A vector field is a mathematical construct that assigns a vector to every point in a given space. The vector itself represents a quantity that has both magnitude and direction. In three-dimensional space, this means that you can picture the vector as an arrow pointing to some direction with a certain length, which represents the magnitude of the field at that point.

For example, imagine a weather map where each point displays a small arrow indicating wind speed and direction. This is essentially a vector field, where each arrow corresponds to a vector in the field.

In the context of our exercise, the vector field given is \( \mathbf{F} = x \mathbf{i} + y \mathbf{j} + z \mathbf{k} \). Here, the vector field consists of three components. Each component corresponds to one of the coordinate axes:

• \( x \) is aligned with the \( \mathbf{i} \) direction,
• \( y \) is aligned with the \( \mathbf{j} \) direction,
• \( z \) is aligned with the \( \mathbf{k} \) direction.

Understanding vector fields, particularly in 3D space, is crucial as they form the basis for describing many physical phenomena such as electromagnetic fields, fluid flow, and more.

Partial derivatives are a key concept in calculus that involve taking the derivative of a function with respect to one variable while keeping others constant. This is particularly useful in multivariable calculus, where functions depend on multiple variables.

To better understand, consider a function \( f(x, y, z) \) that depends on three variables \( x \), \( y \), and \( z \). The partial derivative of \( f \) with respect to \( x \), denoted \( \frac{\partial f}{\partial x} \), is the rate at which \( f \) changes as \( x \) changes, with all other variables held fixed.

In the given exercise, the divergence formula requires us to compute partial derivatives of each component of the vector field \( \mathbf{F} \):

• \( \frac{\partial x}{\partial x} = 1 \)
• \( \frac{\partial y}{\partial y} = 1 \)
• \( \frac{\partial z}{\partial z} = 1 \)

Calculating partial derivatives is essential for finding gradients, divergences, and more, making them foundational tools in vector calculus. They allow us to understand how a multivariable function behaves one variable at a time, which is especially useful in physics and engineering.

The concept of 3-dimensional (3D) space is integral to understanding and visualizing vector fields. In mathematics and physics, 3D space consists of three axes typically labeled as \( x \), \( y \), and \( z \). These axes help define points, lines, planes, and ultimately the position of objects in space.

Each point in 3-dimensional space is represented by an ordered triplet \( (x, y, z) \), where each coordinate indicates the point's position along its respective axis.

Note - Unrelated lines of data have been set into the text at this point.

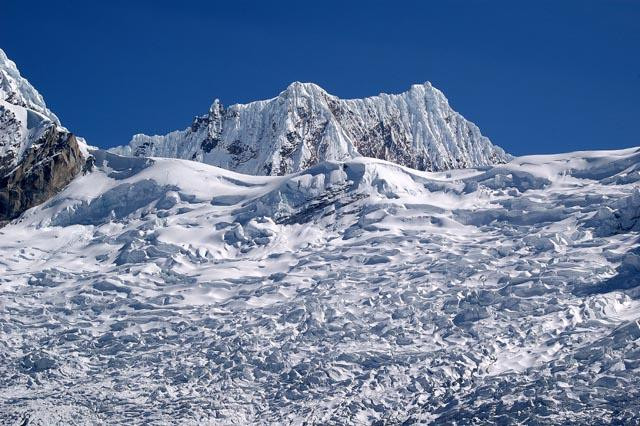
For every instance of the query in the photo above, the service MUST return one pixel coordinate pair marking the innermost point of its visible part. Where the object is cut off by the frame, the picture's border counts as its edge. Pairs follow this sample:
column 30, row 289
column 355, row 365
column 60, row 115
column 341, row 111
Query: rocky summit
column 373, row 261
column 304, row 125
column 38, row 157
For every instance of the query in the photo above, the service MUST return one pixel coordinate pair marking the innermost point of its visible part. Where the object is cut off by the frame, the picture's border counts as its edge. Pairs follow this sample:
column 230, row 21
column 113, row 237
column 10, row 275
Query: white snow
column 305, row 125
column 161, row 290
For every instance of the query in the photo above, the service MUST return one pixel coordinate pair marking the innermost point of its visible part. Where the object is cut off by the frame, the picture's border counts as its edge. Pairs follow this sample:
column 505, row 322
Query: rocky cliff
column 38, row 157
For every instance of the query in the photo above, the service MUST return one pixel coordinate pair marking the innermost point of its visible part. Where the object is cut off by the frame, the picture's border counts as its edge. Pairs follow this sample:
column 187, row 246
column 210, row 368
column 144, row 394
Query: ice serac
column 38, row 156
column 304, row 125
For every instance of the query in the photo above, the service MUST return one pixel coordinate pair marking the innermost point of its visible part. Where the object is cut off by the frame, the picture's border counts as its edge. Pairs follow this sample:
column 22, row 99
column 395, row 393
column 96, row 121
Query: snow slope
column 304, row 125
column 160, row 290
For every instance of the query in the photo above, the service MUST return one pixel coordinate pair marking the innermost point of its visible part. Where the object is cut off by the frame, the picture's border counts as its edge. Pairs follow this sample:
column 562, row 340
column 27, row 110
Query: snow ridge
column 304, row 125
column 16, row 90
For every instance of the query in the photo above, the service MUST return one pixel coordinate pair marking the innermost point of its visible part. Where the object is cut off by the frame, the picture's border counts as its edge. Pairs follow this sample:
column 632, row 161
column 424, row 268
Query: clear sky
column 536, row 76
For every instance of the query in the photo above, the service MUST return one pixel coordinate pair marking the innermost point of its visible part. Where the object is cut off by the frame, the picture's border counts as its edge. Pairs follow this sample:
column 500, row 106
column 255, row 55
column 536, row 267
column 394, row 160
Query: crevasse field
column 151, row 290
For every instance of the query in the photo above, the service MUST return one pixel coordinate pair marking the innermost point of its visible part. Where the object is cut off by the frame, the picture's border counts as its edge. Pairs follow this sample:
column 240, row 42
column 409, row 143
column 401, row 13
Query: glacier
column 304, row 125
column 373, row 261
column 353, row 292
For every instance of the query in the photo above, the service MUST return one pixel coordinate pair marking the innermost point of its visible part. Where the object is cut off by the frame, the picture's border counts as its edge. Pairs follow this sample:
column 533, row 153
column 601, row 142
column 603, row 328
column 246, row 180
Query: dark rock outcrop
column 47, row 167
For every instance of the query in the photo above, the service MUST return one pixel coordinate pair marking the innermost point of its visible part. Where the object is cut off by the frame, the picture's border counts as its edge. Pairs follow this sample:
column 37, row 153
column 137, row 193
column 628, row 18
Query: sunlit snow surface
column 164, row 291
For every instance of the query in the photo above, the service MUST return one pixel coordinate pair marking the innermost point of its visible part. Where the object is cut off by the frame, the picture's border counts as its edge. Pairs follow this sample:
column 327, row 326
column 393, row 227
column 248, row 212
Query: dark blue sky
column 536, row 76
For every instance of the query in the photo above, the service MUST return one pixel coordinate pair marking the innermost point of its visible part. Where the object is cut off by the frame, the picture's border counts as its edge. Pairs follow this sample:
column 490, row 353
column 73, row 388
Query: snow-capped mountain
column 353, row 291
column 305, row 125
column 38, row 156
column 156, row 291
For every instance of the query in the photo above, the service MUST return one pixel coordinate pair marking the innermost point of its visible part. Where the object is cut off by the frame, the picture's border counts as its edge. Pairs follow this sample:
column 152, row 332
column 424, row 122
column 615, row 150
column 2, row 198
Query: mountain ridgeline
column 301, row 127
column 304, row 125
column 38, row 157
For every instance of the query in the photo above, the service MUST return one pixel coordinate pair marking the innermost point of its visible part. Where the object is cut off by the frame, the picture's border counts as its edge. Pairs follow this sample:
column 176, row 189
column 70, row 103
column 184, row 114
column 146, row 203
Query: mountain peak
column 298, row 88
column 304, row 125
column 16, row 90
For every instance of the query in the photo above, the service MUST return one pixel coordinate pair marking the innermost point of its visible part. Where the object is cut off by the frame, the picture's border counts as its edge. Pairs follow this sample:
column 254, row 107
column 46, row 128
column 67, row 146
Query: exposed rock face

Descriptions in 3-dimensional space allow us to model real-world systems more accurately. For instance, when analyzing the motion of an aircraft, it is crucial to determine its position in 3D space; not just in terms of latitude and longitude (2D), but also altitude (giving it the third dimension).

For the exercise we're analyzing, the vector field \( \mathbf{F} = x \mathbf{i} + y \mathbf{j} + z \mathbf{k} \) represents a field in 3D space. Each vector in this field indicates a position and direction vector determined by the coordinates x, y, and z. Understanding this concept is key to applying various mathematical operations such as divergence, which is concerned with the behavior of vector fields in multiple dimensions.